In another case, the grandfather was satisfied with his life in Canada only the grandmother was lonely and homesick. Mr. Vani, a retired regular army officer, spent his time playing bridge, line-fishing, painting the Canadian outdoors, and instructing his grandchildren in swimming and outdoor and indoor games. The grandfather and grandchildren conversed in English language, and thus tensions over deferential modes of spoken communication and address were minimal. Withal, Mrs. Vani felt isolated. In her late fifties and in ill wellness, she missed the like shooting fish in a barrel familiarity of her social and extended family life in Bharat. Mrs. Bura, on the other hand, who lived with her married daughter, son-in-law, and grandchildren, felt quite comfortable in Toronto. While her daughter was at piece of work, she took public transport to dissimilar parts of the city for shopping and sightseeing.

Though the Punjabi-Hindu customs is young, deaths have had an impact on families. Mr.
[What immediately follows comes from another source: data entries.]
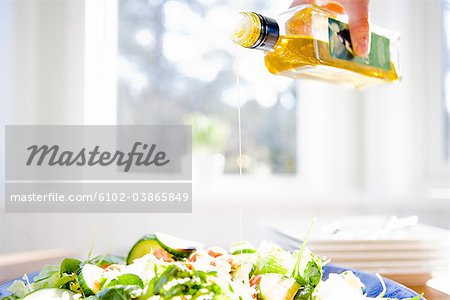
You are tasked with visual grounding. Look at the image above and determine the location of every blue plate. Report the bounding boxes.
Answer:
[0,264,418,299]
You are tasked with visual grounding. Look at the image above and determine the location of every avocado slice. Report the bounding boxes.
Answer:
[127,232,201,264]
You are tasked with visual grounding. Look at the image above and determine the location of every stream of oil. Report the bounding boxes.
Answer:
[234,42,244,241]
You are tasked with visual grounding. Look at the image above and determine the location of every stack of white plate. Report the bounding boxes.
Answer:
[265,216,450,286]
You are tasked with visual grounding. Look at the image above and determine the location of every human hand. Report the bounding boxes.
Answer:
[291,0,370,56]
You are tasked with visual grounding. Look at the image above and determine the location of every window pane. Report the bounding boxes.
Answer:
[442,0,450,161]
[118,0,297,173]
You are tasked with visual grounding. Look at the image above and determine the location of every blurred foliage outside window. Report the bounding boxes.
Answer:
[118,0,297,174]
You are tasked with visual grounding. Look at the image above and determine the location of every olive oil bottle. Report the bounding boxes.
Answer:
[232,4,400,89]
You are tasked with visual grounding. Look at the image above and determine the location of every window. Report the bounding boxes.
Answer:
[118,0,297,174]
[442,0,450,162]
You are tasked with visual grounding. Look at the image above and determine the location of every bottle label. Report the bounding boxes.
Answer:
[328,18,391,71]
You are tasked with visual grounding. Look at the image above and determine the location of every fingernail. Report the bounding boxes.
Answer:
[353,40,369,56]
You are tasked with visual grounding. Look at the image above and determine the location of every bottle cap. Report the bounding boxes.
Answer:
[231,12,280,51]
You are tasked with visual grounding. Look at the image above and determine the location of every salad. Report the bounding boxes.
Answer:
[2,233,422,300]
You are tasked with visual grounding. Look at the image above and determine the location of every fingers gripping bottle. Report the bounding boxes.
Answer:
[232,4,400,89]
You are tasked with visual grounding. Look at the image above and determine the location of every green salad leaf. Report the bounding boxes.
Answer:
[59,258,82,274]
[96,285,141,300]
D. lost his son in an accident, and Mr. One thousand.'due south son, a vivid young lawyer, committed suicide. Mrs. S. suffered from cancer, and in its advanced stage she insisted upon visiting India. Her husband and daughter accompanied her; she died within six weeks of her arrival. Two years later, Mr. S. married his deceased wife's cousin. Mrs. M.'south mother died in a Toronto hospital within two months of her arrival in Canada. On these sad occasions cremations were arranged, and a priest from one of the temples conducted the funeral rites. On the tenth or thirteenth solar day later the decease, family and friends gathered in the bereaved family's house for the performing of the burn down sacrifice, "havan." The mourning for the deceased was, however, brief and more subdued in Ontario than information technology would have been in Bharat.

Punjabi-Hindu families have brought a cultural pattern with them, but the pressures of earning a livelihood in Ontario and the cultural influences of Canadian society take acquired them to adapt to the new environs. At the same time, all the same, some families have made a conscious effort to retain part of their civilization. The patterns that the individual families take followed vary from a high degree of cultural retentiveness, as exhibited by the Kashis to a high degree of cultural accommodation, as shown in the case of the Amar family unit. The choices which families have fabricated were afflicted by the presence or absence of grandparents in the family and the participation of women in the labour force. The desire to retain traditional ways is clearly accentuated when the children marry. In this case, however, immature men have been more successful than young women at evading some of their parents' pressures for cultural retention.